Variable (set_time_steps_storage: 2,
    set_technologies: 3,
    set_capacity_types: 2,
    set_location: 4,
    set_time_steps_yearly: 1) - 32 masked entries

times

set_time_steps_storage
0    0
1    0
Name: set_time_steps_yearly, dtype: int64

Output

Variable (set_technologies: 3,
    set_capacity_types: 2,
    set_location: 4,
    set_time_steps_storage: 2) - 32 masked entries

Note that the mapper (in this case times) must be a pd.Series, whose name is the dimension we want to replace and whose index name is the target dimension.

Align and mask

Sometimes, the dimensions of a mask are not the same as the dimensions of the variable or expression that we want to mask. In other cases, the order of the indices of dimensions are not aligned. Therefore, ZEN-garden has an implemented function that aligns the dimensions of the mask and variable/expression, and sets the mask.

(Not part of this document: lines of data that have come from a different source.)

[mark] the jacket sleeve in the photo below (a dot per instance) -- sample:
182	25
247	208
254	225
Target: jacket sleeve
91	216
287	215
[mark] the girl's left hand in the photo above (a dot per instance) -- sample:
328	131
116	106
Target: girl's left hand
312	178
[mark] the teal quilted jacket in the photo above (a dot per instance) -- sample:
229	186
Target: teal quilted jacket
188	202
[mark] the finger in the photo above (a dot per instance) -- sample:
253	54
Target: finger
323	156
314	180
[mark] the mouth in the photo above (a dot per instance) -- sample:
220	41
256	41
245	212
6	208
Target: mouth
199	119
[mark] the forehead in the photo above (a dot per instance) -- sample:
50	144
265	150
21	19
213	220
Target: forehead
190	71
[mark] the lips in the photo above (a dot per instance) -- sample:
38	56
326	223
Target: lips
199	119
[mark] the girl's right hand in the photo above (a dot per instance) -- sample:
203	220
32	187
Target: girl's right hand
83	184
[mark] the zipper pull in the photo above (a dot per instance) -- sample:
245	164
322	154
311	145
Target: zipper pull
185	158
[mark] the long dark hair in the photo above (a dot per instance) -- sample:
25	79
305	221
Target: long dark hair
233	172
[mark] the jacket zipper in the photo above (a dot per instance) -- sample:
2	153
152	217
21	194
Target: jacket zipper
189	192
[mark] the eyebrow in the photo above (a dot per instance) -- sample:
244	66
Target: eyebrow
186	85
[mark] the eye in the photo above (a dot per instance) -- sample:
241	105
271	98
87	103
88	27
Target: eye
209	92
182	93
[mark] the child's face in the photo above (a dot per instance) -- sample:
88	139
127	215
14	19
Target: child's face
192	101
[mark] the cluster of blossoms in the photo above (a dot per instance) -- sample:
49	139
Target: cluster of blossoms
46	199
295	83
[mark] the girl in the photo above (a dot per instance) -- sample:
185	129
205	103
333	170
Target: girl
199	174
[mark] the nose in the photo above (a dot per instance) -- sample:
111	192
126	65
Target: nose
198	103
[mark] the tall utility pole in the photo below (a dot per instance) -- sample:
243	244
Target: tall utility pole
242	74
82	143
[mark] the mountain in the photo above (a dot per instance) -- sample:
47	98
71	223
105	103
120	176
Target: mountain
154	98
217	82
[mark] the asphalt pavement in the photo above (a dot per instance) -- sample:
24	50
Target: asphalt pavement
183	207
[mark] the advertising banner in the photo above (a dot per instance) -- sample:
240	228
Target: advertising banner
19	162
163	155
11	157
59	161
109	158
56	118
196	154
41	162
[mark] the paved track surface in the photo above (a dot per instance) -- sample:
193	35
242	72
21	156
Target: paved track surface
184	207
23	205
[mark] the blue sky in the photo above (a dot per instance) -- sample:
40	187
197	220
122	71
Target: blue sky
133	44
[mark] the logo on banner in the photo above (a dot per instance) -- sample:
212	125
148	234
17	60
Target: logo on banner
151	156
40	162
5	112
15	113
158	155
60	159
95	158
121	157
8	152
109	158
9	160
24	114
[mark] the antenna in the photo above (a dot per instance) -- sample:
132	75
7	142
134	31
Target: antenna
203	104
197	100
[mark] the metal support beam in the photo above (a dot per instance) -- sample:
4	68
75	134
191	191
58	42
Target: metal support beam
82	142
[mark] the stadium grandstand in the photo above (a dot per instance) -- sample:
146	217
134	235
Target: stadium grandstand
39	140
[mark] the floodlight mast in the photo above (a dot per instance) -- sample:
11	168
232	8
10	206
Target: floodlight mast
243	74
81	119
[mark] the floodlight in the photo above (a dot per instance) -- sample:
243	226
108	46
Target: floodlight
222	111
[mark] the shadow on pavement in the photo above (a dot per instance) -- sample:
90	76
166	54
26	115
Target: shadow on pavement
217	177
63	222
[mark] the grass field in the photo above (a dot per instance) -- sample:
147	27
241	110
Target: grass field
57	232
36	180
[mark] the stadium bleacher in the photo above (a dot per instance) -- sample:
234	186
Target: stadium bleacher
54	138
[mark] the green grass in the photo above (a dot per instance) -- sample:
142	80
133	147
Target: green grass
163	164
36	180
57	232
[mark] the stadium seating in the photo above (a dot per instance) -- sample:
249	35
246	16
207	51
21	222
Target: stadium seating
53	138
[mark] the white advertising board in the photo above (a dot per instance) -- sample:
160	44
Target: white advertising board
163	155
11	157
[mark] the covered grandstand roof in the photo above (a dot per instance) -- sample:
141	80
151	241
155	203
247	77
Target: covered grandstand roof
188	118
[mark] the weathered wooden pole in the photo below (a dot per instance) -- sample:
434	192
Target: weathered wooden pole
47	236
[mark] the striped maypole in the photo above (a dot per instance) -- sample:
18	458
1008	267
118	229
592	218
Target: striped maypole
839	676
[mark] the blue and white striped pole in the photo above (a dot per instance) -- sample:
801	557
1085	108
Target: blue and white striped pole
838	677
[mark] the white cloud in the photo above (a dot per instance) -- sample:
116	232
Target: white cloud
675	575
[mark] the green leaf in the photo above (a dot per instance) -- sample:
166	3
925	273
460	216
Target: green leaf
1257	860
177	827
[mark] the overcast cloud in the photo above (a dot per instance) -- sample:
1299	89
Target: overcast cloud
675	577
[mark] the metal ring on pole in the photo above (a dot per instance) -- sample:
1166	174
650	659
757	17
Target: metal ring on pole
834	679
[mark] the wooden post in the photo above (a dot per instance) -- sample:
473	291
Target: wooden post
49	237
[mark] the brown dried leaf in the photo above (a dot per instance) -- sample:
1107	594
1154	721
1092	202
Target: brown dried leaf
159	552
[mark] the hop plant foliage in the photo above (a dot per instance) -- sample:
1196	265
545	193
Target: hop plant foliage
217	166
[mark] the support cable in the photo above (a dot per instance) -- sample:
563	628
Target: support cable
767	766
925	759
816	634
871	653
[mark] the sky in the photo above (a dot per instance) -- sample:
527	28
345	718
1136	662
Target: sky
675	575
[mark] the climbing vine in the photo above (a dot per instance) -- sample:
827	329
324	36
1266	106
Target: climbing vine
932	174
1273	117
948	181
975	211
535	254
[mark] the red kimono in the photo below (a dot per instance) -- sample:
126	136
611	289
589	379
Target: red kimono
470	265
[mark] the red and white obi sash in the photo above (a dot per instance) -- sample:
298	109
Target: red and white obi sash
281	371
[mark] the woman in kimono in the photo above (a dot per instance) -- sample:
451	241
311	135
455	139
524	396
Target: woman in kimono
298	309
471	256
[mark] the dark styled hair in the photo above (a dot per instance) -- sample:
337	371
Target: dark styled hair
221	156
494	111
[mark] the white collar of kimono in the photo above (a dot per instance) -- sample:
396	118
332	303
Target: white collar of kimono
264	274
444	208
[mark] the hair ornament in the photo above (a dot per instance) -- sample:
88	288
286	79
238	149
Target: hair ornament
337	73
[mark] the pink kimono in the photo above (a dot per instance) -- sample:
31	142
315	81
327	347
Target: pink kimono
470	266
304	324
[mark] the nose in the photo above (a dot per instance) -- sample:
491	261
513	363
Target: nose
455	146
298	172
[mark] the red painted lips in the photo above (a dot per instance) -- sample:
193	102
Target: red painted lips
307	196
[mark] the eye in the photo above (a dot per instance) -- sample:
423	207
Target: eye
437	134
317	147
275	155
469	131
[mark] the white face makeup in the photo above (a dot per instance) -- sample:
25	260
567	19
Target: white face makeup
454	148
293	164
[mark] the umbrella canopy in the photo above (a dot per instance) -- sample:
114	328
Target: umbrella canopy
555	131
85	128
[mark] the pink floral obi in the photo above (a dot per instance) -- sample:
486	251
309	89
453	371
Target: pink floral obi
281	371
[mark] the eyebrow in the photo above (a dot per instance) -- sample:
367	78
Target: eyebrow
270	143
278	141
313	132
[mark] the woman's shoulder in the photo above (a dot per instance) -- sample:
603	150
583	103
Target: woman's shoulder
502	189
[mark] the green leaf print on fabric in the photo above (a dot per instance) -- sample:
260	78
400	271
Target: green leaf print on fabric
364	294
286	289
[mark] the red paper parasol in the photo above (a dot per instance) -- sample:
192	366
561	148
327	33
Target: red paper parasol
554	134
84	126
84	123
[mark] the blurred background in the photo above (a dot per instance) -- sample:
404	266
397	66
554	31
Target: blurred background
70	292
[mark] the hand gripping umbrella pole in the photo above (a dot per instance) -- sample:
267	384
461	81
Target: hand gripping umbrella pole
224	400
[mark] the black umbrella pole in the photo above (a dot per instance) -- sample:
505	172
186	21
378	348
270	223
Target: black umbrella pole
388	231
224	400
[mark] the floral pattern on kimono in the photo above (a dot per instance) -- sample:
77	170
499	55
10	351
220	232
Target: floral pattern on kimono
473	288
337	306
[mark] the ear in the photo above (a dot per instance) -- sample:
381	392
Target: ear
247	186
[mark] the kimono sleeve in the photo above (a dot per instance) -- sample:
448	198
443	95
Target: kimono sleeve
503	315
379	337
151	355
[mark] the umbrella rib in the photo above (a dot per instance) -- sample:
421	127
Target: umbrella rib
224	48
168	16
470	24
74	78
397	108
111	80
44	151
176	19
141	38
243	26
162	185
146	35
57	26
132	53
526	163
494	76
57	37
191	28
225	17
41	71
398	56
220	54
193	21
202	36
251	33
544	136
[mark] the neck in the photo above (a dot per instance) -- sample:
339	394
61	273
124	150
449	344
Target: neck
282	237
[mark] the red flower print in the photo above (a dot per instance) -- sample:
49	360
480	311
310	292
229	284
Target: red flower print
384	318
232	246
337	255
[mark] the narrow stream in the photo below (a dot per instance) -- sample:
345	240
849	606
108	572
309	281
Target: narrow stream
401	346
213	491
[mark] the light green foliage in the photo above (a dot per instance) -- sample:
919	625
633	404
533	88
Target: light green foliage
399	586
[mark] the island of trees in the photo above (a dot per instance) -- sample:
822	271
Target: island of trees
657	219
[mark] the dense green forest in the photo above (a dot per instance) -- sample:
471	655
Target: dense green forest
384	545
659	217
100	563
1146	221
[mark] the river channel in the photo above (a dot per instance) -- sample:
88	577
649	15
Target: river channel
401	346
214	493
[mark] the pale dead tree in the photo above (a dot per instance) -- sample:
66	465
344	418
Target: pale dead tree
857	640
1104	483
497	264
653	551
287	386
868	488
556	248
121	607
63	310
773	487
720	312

One such application could be:

lhs = self.align_and_mask(lhs, mask)

We use align_and_mask analogously to .where(mask) but for more complex (= many dimensions) expressions, where .where(mask) does not work. You will get a feeling for when to use .where(mask) and where you have to use align_and_mask

Merging expressions

When we want to merge two expressions in one, we can use the lp.merge function (here from the constraint_nodal_energy_balance in carrier.py):

lhs = lp.merge([term_carrier_conversion_out,
-term_carrier_conversion_in,
term_flow_transport_in,
-term_flow_transport_out,
-term_flow_storage_charge,
term_flow_storage_discharge,
term_carrier_import,
-term_carrier_export,
term_carrier_shed_demand],
compat="broadcast_equals",join="outer")

This function merges the expressions and makes sure that the dimensions are compatible. This is often faster and more reliable than using + or -.